Urteilen ist ein Akt, der Tatsachen mit normativen Sätzen verbindet. Dieser elementaren Struktur folgt auch in der Regel die Äußerung einer Meinung in praktischer Absicht im politischen Umfeld. Meinen, dass etwas der Fall sei, wäre dann genauso ein Grenzfall wie die Meinung bezüglich der Geltung einer Norm. Reine Tatsachenbehauptungen dagegen sind kategorial den empirischen Wissenschaften zuzuordnen oder lehnen sich an diese an im Modus der Wahrscheinlichkeit. Eine Norm zu konstatieren ist als Sprechakt einer Autorität denkbar, bildet aber ansonsten den Übergang zu Verfahren der Normenbegründung, sei es im institutionellen Sinne wie bei Rechtsnormen oder im Sinne diskursiver Normenbegründung wie bei moralischen Normen.
Arendt betrachtet die Verbindung von Tatsachen und Meinungen als Standardfall und eruiert die Verbindungen beider und deren Pathologien. Da Meinungen im politischen Denken diskreditiert sind, so ihre Diagnose, kommt es häufig zu einer Verzerrung im Verhältnis von Fakten und normativer Disposition. Wenn der Gegensatz einer Tatsachenwahrheit die Lüge ist, dann ist diese Differenz der neuralgische Punkt der politischen Verständigung. Eine Verwischung der Grenzen zwischen Tatsachen und Lügen glaubt sich auf die unvermeidliche Perspektivität aller politischen Meinungen berufen zu können und modelliert Tatsachen nach eigenem Gutdünken und politischer Interessenlage. In der Tat aber ist nicht das Faktum, sondern die Einschätzung des Faktums eine Frage der Disposition.

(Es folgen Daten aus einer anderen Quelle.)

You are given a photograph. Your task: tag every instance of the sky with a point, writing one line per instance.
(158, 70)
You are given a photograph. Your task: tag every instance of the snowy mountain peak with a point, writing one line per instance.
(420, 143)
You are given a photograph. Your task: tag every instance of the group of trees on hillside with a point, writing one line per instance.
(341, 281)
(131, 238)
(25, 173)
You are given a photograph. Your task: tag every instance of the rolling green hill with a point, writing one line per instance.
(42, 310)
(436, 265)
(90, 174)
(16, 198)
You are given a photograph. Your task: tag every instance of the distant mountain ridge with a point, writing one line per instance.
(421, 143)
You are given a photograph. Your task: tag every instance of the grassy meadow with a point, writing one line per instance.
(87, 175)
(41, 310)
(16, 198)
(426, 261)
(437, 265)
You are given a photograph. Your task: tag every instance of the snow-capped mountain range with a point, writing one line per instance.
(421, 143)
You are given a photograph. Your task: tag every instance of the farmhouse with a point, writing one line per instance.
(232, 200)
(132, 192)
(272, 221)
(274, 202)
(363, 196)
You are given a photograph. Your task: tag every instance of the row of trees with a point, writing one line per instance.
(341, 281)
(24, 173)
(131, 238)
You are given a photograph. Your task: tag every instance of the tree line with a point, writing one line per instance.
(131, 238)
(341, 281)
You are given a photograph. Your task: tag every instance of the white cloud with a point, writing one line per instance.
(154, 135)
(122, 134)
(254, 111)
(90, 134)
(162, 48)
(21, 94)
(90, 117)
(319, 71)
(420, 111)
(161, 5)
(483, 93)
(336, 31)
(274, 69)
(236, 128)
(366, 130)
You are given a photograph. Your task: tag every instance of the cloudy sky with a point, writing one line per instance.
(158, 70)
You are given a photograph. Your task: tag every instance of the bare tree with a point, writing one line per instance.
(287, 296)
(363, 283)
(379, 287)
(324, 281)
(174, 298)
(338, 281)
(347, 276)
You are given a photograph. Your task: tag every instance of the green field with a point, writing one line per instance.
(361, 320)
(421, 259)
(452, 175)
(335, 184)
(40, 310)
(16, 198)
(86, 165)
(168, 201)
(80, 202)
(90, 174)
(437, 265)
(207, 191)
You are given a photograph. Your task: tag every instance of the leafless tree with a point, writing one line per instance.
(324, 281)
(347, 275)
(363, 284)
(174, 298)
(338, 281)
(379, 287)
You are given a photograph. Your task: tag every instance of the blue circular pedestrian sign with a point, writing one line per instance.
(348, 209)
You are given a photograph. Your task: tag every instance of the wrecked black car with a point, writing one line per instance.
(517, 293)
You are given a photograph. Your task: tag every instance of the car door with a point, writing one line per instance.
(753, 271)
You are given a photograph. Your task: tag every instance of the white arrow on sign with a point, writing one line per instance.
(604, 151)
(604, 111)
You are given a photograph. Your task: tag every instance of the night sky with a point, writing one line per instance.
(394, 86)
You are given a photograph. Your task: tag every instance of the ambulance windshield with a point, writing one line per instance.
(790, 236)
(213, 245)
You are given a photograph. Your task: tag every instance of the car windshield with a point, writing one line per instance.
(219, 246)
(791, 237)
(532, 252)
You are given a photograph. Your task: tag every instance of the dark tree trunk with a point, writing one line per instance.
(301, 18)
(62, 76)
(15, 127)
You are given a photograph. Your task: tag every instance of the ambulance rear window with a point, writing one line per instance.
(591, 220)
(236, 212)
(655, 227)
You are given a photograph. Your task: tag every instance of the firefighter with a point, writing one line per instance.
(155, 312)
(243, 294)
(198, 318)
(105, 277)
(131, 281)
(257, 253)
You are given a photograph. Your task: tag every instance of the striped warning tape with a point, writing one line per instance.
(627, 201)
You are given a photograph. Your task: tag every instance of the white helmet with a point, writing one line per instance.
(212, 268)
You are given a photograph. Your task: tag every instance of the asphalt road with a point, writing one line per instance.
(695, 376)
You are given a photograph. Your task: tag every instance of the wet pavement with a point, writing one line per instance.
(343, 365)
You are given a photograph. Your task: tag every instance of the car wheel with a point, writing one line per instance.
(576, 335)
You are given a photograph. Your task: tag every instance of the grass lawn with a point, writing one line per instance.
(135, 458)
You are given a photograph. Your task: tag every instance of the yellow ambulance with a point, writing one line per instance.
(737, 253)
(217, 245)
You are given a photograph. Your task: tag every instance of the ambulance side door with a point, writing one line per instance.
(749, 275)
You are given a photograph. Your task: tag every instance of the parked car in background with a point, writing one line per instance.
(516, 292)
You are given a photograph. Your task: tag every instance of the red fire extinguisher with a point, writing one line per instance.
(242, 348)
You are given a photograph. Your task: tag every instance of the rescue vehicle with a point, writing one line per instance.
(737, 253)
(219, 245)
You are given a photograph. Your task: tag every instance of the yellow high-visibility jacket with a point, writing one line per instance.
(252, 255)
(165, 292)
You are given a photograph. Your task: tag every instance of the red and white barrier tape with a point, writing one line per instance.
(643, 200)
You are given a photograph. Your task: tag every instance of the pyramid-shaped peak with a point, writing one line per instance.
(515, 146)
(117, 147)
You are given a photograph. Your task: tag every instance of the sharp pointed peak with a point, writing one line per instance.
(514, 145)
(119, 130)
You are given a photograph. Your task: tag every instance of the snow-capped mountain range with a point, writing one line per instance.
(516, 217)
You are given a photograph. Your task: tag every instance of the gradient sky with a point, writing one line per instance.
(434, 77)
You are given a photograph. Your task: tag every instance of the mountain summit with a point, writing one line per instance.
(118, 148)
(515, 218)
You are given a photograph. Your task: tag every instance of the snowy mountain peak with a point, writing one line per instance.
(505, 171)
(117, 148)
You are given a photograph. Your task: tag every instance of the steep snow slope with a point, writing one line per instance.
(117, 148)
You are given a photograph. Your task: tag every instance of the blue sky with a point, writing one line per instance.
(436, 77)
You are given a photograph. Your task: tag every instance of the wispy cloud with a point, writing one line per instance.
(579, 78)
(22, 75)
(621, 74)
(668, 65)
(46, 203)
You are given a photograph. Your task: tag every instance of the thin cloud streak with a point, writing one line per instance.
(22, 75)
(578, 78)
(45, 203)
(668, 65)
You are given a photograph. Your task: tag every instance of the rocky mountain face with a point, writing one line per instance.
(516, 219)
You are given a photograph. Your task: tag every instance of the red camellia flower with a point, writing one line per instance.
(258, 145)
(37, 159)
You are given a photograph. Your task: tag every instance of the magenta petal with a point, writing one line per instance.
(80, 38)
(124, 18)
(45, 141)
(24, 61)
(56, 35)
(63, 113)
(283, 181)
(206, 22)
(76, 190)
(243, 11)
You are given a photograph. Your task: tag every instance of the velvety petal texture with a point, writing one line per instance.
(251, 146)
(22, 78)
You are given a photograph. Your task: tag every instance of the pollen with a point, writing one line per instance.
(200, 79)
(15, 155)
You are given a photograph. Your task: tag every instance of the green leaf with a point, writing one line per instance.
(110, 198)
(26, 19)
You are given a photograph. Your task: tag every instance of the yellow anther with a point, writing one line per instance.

Die Auflösung von Tatsachen in Meinungen scheint legitimiert durch den Befund, dass jeder Bezug auf Tatsachen letztlich arbiträr ist, dass Tatsachen aus unterschiedlicher Perspektive sich unterschiedlich präsentieren. Tatsachen mutieren zu Meinungen. Die Diskreditierung der Meinungen bedeutet folglich nicht, dass Meinungen nicht mehr Gehör finden oder erst gar nicht mehr geäußert werden. Vielmehr zeichnet sich eine Inflation der Meinungen ab, die immer unüberschaubarer und hinsichtlich ihrer Wirkung unberechenbarer werden. Der entscheidende Effekt besteht vielmehr darin, dass Meinungen in der Selbstwahrnehmung der Akteure zwischen Fakten und Werturteilen oszillieren.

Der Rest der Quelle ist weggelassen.